In sostanza verrebbe permesso – dicono ancora alla Coldiretti – di chiamare vino, un prodotto in cui sono state del tutto compromesse le caratteristiche di naturalità per effetto di trattamento invasivo che interviene nel secolare processo di trasformazione dell’uva in mosto e quindi in vino. Fra l’altro un inganno legalizzato per i consumatori che si ritroverebbero a pagare l'acqua come il vino.

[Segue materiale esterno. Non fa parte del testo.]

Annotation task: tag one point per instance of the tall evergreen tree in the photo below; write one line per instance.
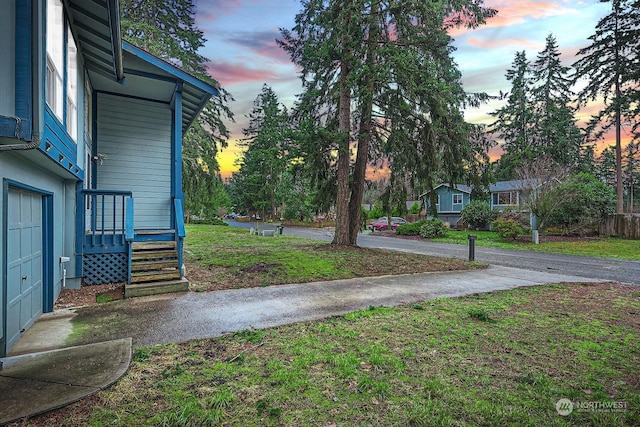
(514, 121)
(610, 65)
(390, 61)
(167, 29)
(556, 133)
(265, 159)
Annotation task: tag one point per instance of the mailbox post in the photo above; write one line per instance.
(472, 247)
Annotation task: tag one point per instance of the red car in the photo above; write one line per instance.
(382, 223)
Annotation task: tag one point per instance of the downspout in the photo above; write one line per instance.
(27, 145)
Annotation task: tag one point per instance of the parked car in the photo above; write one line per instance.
(382, 223)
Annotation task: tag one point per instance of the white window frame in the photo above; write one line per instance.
(55, 34)
(72, 85)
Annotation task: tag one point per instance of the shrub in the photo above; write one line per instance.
(477, 214)
(507, 228)
(433, 228)
(581, 202)
(411, 229)
(376, 212)
(209, 221)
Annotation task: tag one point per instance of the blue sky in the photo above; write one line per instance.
(243, 53)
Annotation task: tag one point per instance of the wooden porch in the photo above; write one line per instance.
(148, 261)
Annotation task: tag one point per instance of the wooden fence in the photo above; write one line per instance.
(620, 225)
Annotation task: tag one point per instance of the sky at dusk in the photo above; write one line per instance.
(241, 46)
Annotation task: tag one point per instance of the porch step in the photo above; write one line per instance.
(154, 232)
(150, 255)
(155, 288)
(154, 264)
(153, 245)
(155, 275)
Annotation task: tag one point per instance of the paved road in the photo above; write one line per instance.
(589, 267)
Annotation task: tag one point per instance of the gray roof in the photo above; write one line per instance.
(459, 187)
(513, 185)
(96, 25)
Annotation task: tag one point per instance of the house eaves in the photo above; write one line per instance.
(459, 187)
(96, 26)
(195, 92)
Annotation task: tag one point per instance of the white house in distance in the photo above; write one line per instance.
(90, 158)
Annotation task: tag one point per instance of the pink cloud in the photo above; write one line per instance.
(212, 10)
(501, 42)
(261, 43)
(228, 73)
(513, 12)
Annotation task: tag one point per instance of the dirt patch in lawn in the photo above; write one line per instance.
(89, 295)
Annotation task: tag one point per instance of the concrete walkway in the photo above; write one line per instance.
(35, 383)
(182, 317)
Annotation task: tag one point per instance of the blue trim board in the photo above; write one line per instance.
(114, 27)
(94, 138)
(58, 145)
(168, 68)
(23, 67)
(80, 216)
(17, 127)
(176, 151)
(48, 261)
(141, 98)
(150, 75)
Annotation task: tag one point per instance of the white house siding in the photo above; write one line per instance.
(7, 53)
(135, 137)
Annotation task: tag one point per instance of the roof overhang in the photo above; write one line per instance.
(96, 25)
(195, 92)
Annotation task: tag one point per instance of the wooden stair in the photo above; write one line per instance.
(155, 269)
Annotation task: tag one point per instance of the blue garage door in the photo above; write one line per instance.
(24, 263)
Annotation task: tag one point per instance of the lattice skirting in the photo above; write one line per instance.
(100, 269)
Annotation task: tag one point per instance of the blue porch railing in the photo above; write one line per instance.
(180, 230)
(106, 223)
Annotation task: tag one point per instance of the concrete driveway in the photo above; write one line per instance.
(606, 269)
(182, 317)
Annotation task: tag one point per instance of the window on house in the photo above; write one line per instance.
(72, 86)
(55, 56)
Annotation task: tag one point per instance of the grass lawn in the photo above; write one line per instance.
(607, 247)
(219, 257)
(504, 358)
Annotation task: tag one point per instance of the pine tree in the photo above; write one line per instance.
(555, 133)
(610, 66)
(265, 159)
(515, 119)
(167, 30)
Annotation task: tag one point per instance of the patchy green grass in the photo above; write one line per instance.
(590, 246)
(504, 358)
(229, 258)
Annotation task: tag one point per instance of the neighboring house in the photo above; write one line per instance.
(450, 201)
(507, 194)
(90, 157)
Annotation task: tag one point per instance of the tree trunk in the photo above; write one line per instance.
(364, 135)
(619, 188)
(341, 236)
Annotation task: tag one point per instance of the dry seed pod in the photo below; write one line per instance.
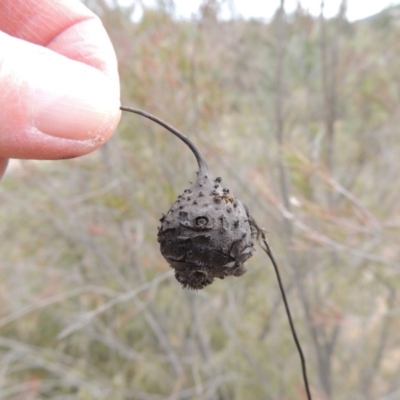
(207, 233)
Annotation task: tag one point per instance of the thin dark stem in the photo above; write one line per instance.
(203, 168)
(267, 249)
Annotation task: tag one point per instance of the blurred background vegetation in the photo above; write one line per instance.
(299, 115)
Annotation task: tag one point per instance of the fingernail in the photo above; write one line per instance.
(72, 100)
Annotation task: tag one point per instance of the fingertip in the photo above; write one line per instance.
(3, 166)
(72, 100)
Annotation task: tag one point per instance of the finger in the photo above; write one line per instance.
(52, 106)
(3, 166)
(61, 101)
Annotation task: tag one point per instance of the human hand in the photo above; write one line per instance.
(59, 84)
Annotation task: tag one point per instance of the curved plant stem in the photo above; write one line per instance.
(264, 245)
(203, 168)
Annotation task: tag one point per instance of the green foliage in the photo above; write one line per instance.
(303, 128)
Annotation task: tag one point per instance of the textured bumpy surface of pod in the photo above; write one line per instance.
(206, 234)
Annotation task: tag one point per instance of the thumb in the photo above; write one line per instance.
(52, 106)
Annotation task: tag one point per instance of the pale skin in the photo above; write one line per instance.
(59, 84)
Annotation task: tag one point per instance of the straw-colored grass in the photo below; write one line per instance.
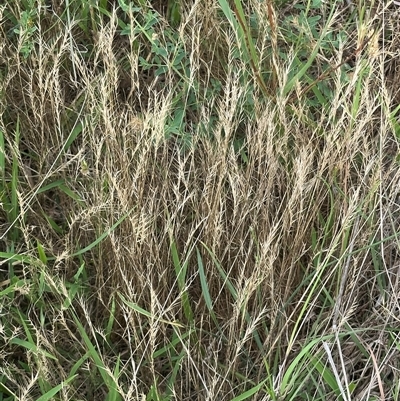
(200, 200)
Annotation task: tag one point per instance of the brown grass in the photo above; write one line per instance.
(317, 198)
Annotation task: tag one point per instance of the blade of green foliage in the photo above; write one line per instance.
(109, 381)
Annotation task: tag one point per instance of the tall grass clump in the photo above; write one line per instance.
(199, 200)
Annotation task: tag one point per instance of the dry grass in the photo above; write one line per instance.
(249, 244)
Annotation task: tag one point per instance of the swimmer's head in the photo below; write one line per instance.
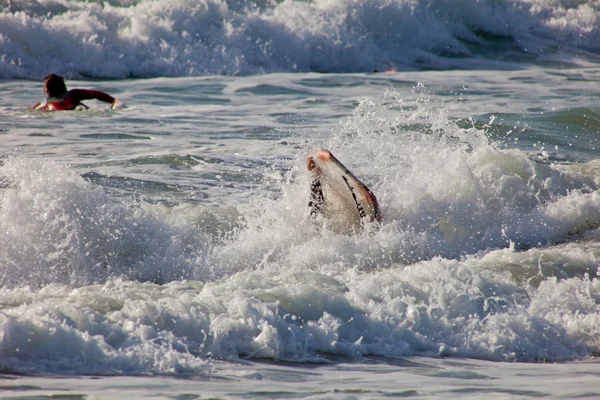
(54, 85)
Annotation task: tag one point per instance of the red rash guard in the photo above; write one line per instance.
(74, 97)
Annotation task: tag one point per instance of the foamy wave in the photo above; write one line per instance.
(146, 38)
(57, 228)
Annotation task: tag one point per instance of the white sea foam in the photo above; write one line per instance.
(483, 252)
(144, 38)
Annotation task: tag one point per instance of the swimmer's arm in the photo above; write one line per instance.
(77, 95)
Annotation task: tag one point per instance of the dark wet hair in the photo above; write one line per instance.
(54, 85)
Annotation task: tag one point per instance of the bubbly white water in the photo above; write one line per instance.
(172, 239)
(147, 38)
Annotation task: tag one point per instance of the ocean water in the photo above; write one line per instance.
(166, 250)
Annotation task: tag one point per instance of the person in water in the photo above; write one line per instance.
(58, 98)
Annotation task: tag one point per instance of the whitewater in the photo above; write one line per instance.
(166, 249)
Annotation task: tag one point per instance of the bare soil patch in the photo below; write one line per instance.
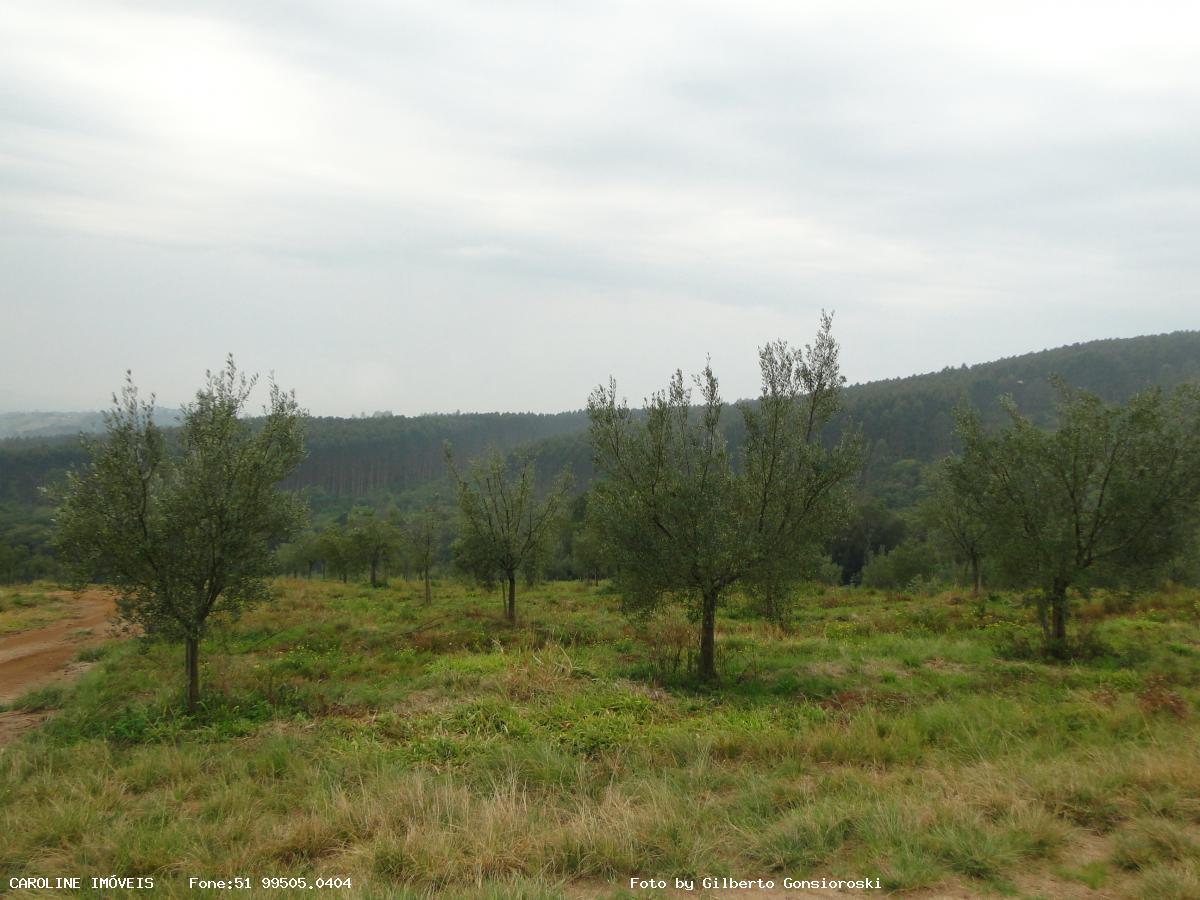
(39, 657)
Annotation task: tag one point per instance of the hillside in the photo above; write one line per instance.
(901, 419)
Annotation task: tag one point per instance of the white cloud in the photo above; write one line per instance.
(369, 193)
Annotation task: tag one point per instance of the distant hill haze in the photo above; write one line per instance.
(401, 457)
(41, 425)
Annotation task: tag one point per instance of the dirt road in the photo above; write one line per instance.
(30, 659)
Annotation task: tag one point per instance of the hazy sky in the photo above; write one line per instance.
(495, 205)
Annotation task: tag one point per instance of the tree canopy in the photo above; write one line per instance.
(1113, 487)
(682, 517)
(185, 532)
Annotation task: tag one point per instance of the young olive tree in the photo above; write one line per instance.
(1113, 487)
(185, 529)
(682, 516)
(372, 540)
(425, 532)
(504, 526)
(954, 513)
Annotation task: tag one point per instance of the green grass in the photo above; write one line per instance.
(435, 749)
(30, 606)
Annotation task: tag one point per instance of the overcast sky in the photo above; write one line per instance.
(497, 205)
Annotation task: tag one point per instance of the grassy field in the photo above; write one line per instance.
(28, 607)
(433, 750)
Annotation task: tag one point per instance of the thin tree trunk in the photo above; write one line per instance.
(707, 637)
(192, 653)
(1059, 619)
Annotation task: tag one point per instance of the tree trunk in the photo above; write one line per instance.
(192, 653)
(1059, 619)
(707, 637)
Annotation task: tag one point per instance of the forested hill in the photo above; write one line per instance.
(913, 418)
(901, 418)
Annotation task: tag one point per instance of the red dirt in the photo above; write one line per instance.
(30, 659)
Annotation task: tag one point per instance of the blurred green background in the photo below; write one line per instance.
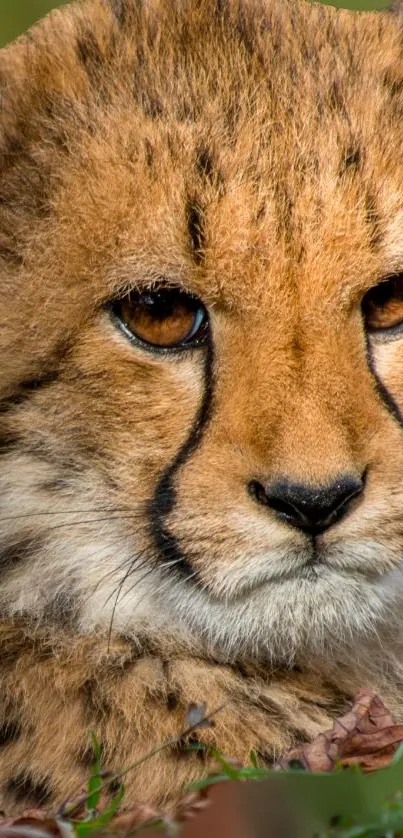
(18, 15)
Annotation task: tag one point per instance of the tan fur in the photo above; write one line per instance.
(278, 124)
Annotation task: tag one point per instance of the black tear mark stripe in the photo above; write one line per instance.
(373, 220)
(195, 222)
(164, 499)
(25, 788)
(10, 731)
(383, 392)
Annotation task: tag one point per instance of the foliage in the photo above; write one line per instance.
(18, 15)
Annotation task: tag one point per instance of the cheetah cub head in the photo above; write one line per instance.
(201, 323)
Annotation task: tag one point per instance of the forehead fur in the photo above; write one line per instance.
(200, 142)
(272, 101)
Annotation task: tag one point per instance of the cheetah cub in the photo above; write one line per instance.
(201, 385)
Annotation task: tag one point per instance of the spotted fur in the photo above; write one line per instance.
(247, 152)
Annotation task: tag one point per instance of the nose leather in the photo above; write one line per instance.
(309, 508)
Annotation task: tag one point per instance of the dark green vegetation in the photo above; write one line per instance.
(18, 15)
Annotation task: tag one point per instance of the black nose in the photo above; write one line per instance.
(312, 509)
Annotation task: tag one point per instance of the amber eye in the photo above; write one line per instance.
(166, 318)
(382, 306)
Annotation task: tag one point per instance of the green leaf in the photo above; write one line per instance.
(101, 820)
(254, 761)
(398, 755)
(357, 5)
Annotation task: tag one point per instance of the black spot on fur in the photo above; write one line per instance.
(8, 440)
(373, 220)
(172, 701)
(188, 748)
(14, 552)
(89, 54)
(10, 731)
(96, 706)
(86, 757)
(336, 97)
(265, 758)
(204, 163)
(25, 789)
(394, 85)
(8, 253)
(151, 104)
(149, 153)
(61, 609)
(120, 11)
(195, 222)
(351, 159)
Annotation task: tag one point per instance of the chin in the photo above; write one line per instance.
(318, 611)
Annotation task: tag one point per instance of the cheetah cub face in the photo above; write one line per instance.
(201, 314)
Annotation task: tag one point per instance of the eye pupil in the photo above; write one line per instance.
(382, 306)
(166, 318)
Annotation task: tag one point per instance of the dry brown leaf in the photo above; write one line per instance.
(367, 735)
(191, 805)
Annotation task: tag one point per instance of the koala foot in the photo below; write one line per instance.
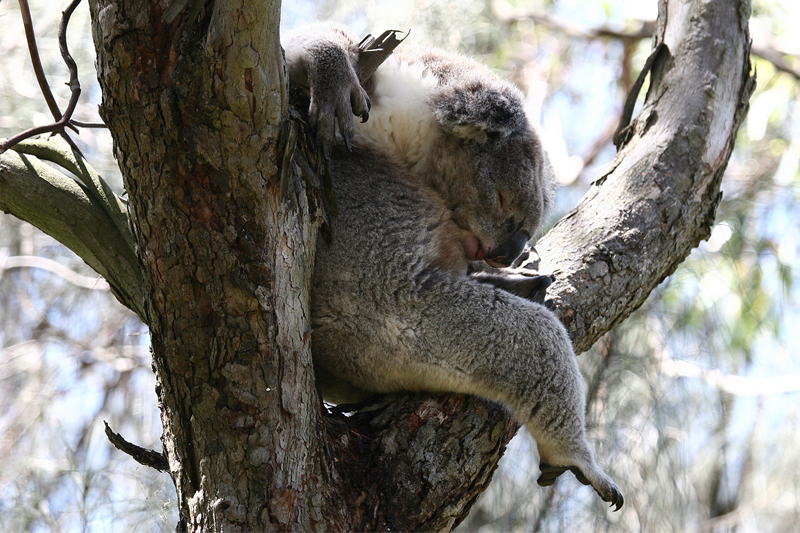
(604, 487)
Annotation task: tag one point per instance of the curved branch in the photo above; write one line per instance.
(639, 221)
(69, 212)
(62, 121)
(32, 261)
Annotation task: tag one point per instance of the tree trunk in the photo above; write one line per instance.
(198, 112)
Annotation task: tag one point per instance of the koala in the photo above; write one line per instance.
(444, 170)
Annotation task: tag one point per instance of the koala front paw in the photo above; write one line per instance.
(335, 99)
(603, 486)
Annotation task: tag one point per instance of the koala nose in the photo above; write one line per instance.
(504, 254)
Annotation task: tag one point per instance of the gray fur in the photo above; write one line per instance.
(393, 307)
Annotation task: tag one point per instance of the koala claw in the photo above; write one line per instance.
(608, 492)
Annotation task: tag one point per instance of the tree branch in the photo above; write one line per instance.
(143, 456)
(71, 213)
(74, 84)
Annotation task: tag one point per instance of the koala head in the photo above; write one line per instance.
(489, 165)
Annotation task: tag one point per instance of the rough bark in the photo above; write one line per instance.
(197, 109)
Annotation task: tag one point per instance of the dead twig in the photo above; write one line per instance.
(62, 121)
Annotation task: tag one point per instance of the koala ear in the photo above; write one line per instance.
(479, 111)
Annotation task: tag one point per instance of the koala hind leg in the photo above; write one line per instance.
(516, 352)
(532, 288)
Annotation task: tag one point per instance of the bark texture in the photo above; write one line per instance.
(225, 232)
(641, 219)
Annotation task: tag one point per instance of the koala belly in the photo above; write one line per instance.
(369, 281)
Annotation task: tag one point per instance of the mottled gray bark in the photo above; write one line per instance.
(197, 109)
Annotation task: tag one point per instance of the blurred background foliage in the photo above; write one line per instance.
(692, 401)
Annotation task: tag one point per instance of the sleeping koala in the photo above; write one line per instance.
(447, 170)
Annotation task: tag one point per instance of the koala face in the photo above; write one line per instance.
(490, 167)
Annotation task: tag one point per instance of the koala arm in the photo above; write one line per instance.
(322, 60)
(532, 288)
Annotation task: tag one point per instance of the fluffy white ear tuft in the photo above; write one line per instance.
(479, 111)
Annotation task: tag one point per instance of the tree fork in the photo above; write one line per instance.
(196, 110)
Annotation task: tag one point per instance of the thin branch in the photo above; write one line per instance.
(143, 456)
(97, 125)
(74, 85)
(30, 36)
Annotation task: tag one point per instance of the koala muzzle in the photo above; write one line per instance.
(504, 254)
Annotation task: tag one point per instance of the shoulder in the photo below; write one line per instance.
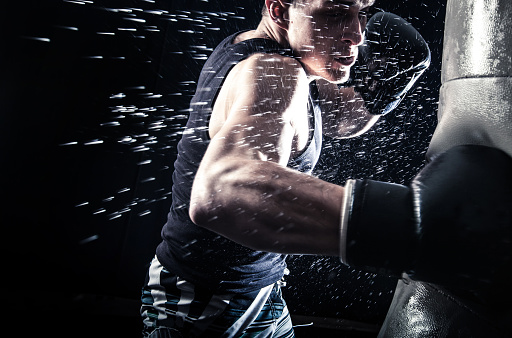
(269, 75)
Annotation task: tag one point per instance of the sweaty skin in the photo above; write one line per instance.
(243, 189)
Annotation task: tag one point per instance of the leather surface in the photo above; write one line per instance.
(425, 310)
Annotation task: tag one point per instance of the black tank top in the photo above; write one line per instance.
(197, 254)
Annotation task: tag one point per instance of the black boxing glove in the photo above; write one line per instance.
(391, 59)
(452, 226)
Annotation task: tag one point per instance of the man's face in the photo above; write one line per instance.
(325, 35)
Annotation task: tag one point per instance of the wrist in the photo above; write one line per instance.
(345, 210)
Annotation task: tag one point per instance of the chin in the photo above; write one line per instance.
(339, 77)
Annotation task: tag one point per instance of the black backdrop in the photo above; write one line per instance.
(93, 99)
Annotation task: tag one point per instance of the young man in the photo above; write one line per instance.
(243, 170)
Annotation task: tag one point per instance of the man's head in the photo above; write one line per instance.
(323, 34)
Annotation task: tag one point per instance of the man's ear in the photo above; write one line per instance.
(278, 12)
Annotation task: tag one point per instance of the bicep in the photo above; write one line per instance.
(254, 115)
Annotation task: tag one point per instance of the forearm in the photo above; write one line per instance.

La proposta di aggiungere acqua nel vino è solo l'ultimo degli inganni autorizzati dall'Unione Europea che già consente l'aggiunta dello zucchero nei paesi del Nord Europa per aumentare la gradazione del vino (mentre lo zuccheraggio è sempre stato vietato nei paesi del Mediterraneo e in Italia che si sono sempre battuti per affermare il vino come un prodotto ottenuto esclusivamente dall'uva e dai prodotti del vigneto). Una pesante accelerazione sulla deriva a snaturare il vino che già si era evidenziata con il via libera di appena qualche anno dato da Bruxelles alla produzione di vino “senza uva” ovvero prodotto dalla fermentazione di altre tipologie di frutti dal ribes ai lamponi e che comunque è oggi autorizzato a chiamarsi “vino”.